KMedoids
- class hana_ml.algorithms.pal.clustering.KMedoids(n_clusters, init=None, max_iter=None, tol=None, thread_ratio=None, distance_level=None, minkowski_power=None, category_weights=None, normalization=None, categorical_variable=None)
K-Medoids clustering algorithm that partitions n observations into K clusters according to their nearest cluster center. K-medoids uses the most central observation, known as the medoid.

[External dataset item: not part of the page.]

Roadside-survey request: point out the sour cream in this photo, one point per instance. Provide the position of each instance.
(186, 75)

K-Medoids is more robust to noise and outliers.
- Parameters:
- n_clustersint
Number of groups.
- init{'first_k', 'replace', 'no_replace', 'patent'}, optional
Controls how the initial centers are selected:
'first_k': First k observations.
'replace': Random with replacement.
'no_replace': Random without replacement.
'patent': Patent of selecting the init center (US 6,882,998 B1).
Defaults to 'patent'.
- max_iterint, optional
Max iterations.
Defaults to 100.
- tolfloat, optional
Convergence threshold for exiting iterations.
Defaults to 1.0e-6.
- thread_ratiofloat, optional
Adjusts the percentage of available threads to use, from 0 to 1. A value of 0 indicates the use of a single thread, while 1 implies the use of all possible current threads. Values outside the range will be ignored and this function heuristically determines the number of threads to use.
Defaults to 0.
- distance_level{'manhattan', 'euclidean', 'minkowski', 'chebyshev', 'cosine'}, optional
Ways to compute the distance between the item and the cluster center.
Defaults to 'euclidean'.
- minkowski_powerfloat, optional
When Minkowski distance is used, this parameter controls the value of power. Only valid when
distance_level
is 'minkowski'.Defaults to 3.0.
- category_weightsfloat, optional
Represents the weight of category attributes.
Defaults to 0.707.
- normalization{'no', 'l1_norm', 'min_max'}, optional
Normalization type.
'no': No, normalization will not be applied.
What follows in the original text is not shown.